My parents got married in 1923. They met here, in Dorohoi, but I don't know the circumstances, they didn't tell us. My father probably came to the city to get married at some point, and he met my mother. They got married while he was doing his military service, that's what they told us. My father did his military service in Iasi, and they lived there, my mother lived in Iasi as well during my father's military service. It could be that my father's military service lasted for 3 years - the military service was very long in those days. And our father told us how his officers loved him during the days of his military service - those people, the toffs, his superiors -, and how they cared for him.

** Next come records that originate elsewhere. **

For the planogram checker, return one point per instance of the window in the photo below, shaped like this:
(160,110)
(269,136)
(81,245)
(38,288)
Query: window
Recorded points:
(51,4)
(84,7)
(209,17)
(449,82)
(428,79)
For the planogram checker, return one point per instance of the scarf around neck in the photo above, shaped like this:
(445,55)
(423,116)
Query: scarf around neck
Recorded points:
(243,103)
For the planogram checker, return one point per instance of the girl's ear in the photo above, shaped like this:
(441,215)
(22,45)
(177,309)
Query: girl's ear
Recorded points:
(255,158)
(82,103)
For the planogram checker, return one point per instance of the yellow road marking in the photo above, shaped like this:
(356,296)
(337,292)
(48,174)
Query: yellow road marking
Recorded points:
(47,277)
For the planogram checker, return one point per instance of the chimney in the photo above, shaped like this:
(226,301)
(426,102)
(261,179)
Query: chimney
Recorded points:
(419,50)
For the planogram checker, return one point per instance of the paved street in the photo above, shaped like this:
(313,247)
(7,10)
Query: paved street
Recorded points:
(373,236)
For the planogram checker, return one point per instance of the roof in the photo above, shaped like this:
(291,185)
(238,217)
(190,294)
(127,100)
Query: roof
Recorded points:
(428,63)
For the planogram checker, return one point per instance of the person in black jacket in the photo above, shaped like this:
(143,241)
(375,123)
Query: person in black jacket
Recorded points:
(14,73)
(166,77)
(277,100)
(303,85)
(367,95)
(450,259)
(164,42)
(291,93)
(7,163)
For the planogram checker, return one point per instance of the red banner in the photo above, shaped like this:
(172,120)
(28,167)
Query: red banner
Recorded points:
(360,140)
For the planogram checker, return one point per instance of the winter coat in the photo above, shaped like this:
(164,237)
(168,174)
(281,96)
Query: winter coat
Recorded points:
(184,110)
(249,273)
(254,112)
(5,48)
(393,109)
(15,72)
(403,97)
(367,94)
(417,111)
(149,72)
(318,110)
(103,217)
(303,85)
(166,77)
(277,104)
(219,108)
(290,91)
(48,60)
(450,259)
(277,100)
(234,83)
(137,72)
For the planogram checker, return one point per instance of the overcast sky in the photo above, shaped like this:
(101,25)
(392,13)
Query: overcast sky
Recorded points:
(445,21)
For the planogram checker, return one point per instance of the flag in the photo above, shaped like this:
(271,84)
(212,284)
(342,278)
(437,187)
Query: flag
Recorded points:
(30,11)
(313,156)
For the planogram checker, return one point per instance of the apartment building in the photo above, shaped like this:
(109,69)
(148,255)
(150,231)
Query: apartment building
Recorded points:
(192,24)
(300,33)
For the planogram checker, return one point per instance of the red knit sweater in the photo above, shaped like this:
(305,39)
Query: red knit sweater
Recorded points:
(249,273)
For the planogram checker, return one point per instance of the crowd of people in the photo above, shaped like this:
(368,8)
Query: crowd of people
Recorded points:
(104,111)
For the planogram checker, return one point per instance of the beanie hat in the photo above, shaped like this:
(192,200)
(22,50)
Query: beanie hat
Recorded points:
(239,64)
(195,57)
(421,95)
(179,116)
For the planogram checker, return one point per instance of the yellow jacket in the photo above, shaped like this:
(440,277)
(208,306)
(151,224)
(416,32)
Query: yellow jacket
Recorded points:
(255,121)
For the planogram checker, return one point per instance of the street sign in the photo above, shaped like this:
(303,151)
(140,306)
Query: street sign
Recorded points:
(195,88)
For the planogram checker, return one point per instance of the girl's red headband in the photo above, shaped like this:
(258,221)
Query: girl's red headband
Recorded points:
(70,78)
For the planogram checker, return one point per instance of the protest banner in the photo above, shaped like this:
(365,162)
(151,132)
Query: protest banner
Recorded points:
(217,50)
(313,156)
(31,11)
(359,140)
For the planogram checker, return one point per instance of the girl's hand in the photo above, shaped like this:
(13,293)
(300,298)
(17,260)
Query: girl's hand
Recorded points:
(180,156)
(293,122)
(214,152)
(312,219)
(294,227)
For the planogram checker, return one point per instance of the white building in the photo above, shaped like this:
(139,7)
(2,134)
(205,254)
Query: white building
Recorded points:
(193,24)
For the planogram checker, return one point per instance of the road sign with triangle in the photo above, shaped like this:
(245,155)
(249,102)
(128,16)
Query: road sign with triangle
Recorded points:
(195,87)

And when my father finished his military service, they moved back to Dorohoi. They paid rent, and when my father went to rent a place, the owner would ask: "Do you have any children?" "Yes." That was it, they wouldn't want him anymore, they didn't rent him the room anymore. "Do you have any children?" "And how many children do you have?" - That was it! And that's how they kept going from place to place. Until my father set his mind to building a place of his own, so that he wouldn't have to pay other people anymore. And he obtained a narrow plot of land somewhere - as wide as the house, no wider -, for I don't know how they worked on building the house. So he secured a small plot of land, and paid a contractor to build the house. It was located near the train station, on a street that was once called Carmen Silva, formerly; it was called Republicii St. lately, and now it is called George Enescu. For the George Enescu Museum is located on that street as well, and they named the street George Enescu as well.

We had fowl at home, my father raised fowl - hens, ducks. As for slaughtering them, my mother took them to the hakham - that man who slaughters the fowl -, or it was my father who took them there. In the old days, the hakham even came at our house to slaughter the fowl, for there were many hakhamim here, in Dorohoi. I never looked when they slaughtered the fowl - I don't want to see the fowl being killed. We had very many hakhamim here, in our town, we had many rabbies - there aren't any left anymore.

My father observed the Seder Nacht at home: he donned a tallit, and he read the Haggadah in Hebrew, he recited prayers. The celebration was prepared beautifully, with wine, with everything that is necessary. You don't eat matzah during the first evening, you aren't allowed to taste it. Even nowadays they still say that you aren't allowed to eat matzah on the first evening. You are only allowed to eat boiled potatoes, horseradish, and parsley roots - something like that. And eggs, I think. But I think they said you aren't allowed to eat meat on the first evening. The first evening was like a sort of fast. And on the second evening we ate matzah, and other, more varied dishes. On Seder Nacht we all had a glass on the table, and father gave wine to each child. I couldn't tell you any details about the questions the father is asked [mah nishtanah] or about the opening of the door [waiting for the prophet Elijah]…

Father didn't lie on pillows. I seem to remember it is the rabbi who has to lie on the pillows. After World War II, when they celebrated Seder Nacht at the canteen of the Community, and rabbi Wasserman attended as well, he was dressed in white, he was wearing something resembling a robe - it appears that is the custom on Passover -, and I remember there was a white pillow for him to lie on. [Editor's note: Mrs Cojocariu is referring here to the ritual of leaning. At several points during the Seder, participants lean to the left - when drinking the four cups of wine, eating the Afikoman etc. This ritual is associated with freedom. In ancient times only free people had the luxury of reclining while eating.]